İslam Toplumu Milli Görüş (IGMG) Genel Başkan Yardımcısı Mustafa Yeneroğlu ise 'Binlerce yıllık dinî bir vecibe olarak erkek çocuklarını sünnet ettiren Müslüman ve Yahudiler bu kararla kriminalize edilmektedir. Aynı zamanda bu karar din özgürlüğüne ve ebeveynlerin anayasal haklarına bir saldırı niteliğindedir. Köln Eyalet Mahkemesi'nin kararıyla Müslüman ve Yahudilerin kimlik inşa edici bu dinî uygulamaları bir suç olarak nitelenmiştir." ifadelerini kullandı.
Ebeveynlerin vicdanları ile cezai takibat arasında bir tercihe zorlandığını ifade eden Yeneroğlu, "Bununla birlikte, birkaç yıldan beri İslam düşmanı sözde eleştirmenler tarafından heyecanlandırılan bazı hukukçular, kişisel ihtiras ve dikkat çekme amacıyla konuyu gündeme taşımayı başarmışlardır. Ve bu mahkeme kararıyla hedeflerine ulaşmış görünmektedirler." eleştirisi yaptı.

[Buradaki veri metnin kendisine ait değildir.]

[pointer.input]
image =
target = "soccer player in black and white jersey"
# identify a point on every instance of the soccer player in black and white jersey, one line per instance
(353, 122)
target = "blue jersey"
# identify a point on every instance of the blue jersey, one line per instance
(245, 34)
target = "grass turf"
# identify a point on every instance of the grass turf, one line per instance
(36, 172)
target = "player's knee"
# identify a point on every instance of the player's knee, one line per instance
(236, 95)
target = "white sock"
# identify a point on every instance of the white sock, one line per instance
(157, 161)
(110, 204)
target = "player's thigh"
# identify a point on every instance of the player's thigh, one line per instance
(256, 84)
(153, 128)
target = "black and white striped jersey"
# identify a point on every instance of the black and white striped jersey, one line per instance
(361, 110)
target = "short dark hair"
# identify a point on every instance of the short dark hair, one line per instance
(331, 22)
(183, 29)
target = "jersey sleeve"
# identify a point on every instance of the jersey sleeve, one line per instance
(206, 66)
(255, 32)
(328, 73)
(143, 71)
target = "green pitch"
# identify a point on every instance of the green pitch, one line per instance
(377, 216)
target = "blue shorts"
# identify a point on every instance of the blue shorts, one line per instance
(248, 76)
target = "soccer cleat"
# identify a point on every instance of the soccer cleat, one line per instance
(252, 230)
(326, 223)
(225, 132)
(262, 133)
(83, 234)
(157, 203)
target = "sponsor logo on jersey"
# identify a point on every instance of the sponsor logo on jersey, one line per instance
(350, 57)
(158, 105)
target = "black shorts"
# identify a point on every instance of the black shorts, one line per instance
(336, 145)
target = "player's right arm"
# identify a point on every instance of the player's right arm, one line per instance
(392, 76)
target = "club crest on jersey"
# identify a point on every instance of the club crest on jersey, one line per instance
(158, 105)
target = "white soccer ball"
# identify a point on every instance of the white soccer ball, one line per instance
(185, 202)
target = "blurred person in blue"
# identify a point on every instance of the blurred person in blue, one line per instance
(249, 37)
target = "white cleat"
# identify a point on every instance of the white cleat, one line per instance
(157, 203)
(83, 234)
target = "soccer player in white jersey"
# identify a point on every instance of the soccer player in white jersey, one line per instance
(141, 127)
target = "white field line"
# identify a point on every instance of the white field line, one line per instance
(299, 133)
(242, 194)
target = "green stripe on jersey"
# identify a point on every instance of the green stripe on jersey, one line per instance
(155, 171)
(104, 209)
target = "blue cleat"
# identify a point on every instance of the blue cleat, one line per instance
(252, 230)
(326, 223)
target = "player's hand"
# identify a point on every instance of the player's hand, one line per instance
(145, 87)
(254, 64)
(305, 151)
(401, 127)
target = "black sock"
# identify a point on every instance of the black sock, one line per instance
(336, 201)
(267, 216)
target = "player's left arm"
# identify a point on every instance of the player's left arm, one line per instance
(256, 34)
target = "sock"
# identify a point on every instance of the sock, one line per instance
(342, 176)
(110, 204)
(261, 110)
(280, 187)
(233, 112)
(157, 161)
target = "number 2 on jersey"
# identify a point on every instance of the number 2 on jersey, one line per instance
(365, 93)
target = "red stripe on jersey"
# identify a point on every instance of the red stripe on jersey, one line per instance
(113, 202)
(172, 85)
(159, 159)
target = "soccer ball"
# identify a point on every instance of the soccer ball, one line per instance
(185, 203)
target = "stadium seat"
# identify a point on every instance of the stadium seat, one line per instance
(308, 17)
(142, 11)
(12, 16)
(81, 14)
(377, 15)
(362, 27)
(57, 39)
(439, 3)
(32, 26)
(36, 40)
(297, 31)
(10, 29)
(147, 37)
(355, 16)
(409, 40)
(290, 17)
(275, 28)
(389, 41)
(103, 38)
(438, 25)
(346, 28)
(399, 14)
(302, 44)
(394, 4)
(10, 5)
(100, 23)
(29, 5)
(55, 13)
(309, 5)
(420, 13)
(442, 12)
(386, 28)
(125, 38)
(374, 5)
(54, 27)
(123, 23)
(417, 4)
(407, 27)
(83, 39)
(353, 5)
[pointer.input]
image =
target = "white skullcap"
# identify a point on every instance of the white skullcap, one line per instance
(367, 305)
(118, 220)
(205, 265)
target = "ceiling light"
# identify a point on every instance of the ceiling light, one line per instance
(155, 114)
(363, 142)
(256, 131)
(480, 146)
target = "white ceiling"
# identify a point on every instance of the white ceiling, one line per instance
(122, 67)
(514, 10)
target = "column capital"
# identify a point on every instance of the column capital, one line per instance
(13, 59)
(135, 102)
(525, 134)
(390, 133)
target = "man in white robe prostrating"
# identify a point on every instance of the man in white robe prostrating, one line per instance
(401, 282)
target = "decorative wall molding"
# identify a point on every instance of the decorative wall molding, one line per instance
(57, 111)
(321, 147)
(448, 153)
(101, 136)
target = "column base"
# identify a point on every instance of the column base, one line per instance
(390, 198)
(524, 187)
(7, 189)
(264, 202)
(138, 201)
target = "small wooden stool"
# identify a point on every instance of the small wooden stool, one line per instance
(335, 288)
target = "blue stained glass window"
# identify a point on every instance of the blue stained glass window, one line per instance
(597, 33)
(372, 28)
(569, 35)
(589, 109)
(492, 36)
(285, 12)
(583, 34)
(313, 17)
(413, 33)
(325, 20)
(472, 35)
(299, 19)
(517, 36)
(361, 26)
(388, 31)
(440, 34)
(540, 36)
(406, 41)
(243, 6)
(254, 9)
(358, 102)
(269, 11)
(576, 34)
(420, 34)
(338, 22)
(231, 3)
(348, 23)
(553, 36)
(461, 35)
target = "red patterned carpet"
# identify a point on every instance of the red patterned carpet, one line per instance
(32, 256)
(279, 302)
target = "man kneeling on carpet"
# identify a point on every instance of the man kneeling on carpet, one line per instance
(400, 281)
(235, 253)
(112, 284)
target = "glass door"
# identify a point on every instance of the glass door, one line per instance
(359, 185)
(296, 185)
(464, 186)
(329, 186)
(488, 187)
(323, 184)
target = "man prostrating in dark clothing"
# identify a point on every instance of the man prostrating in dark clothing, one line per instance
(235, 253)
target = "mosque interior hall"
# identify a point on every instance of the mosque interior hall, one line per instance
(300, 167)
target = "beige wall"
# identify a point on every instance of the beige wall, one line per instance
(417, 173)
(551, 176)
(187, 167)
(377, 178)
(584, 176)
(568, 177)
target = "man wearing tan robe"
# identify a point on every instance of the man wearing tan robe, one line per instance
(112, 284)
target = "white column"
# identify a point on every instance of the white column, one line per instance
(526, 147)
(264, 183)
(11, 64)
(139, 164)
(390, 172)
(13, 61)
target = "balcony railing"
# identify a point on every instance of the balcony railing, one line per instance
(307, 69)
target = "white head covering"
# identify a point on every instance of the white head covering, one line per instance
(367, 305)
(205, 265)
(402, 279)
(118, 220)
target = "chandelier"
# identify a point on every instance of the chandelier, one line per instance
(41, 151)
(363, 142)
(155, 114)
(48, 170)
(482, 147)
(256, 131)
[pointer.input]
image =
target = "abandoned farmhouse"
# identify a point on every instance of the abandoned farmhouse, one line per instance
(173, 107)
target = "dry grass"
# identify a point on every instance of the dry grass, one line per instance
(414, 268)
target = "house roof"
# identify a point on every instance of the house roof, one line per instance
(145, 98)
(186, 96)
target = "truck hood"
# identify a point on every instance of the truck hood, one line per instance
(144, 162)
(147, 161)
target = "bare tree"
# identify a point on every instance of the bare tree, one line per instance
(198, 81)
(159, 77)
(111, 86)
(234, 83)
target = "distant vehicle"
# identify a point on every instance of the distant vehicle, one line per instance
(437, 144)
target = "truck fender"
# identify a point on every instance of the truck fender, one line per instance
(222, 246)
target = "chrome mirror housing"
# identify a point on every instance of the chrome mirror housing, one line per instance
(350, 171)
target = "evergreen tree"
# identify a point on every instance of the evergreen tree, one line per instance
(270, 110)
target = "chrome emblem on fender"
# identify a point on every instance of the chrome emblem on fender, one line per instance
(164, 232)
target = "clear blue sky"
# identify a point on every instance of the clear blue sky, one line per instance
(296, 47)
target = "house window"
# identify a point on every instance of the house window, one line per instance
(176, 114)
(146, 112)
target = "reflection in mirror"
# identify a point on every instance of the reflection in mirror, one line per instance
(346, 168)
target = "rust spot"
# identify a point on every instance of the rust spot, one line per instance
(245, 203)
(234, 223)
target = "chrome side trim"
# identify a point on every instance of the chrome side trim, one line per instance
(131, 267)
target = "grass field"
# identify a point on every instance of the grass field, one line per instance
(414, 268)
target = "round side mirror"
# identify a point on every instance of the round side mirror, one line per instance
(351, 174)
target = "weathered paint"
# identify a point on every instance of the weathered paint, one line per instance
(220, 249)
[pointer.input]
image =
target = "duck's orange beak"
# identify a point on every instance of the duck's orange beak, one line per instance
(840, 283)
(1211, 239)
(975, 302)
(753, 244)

Almanya Müslümanlar Merkez Konseyi (ZMD) Genel Başkanı Aiman Mazyek ise kararın, din özgünlüğü, dini cemaatlerin kendilerini belirleme, şekillendirme hakları ve anne balaların haklarına müdahale ettiğini ve hukuki belirsizliğe yol açtığını vurguladı. Kararın, önyargı ve klişeleri sağlamlaştırdığını da hatırlatan Mazyek, sünnetin tek tanrılı dinlerin binlerce yıllık bir uygulaması olduğu ve hem çocukluk, hem yetişkinlik dönemlerinde faydalı olduğunun bilimsel olarak İspatlandığını vurguladı.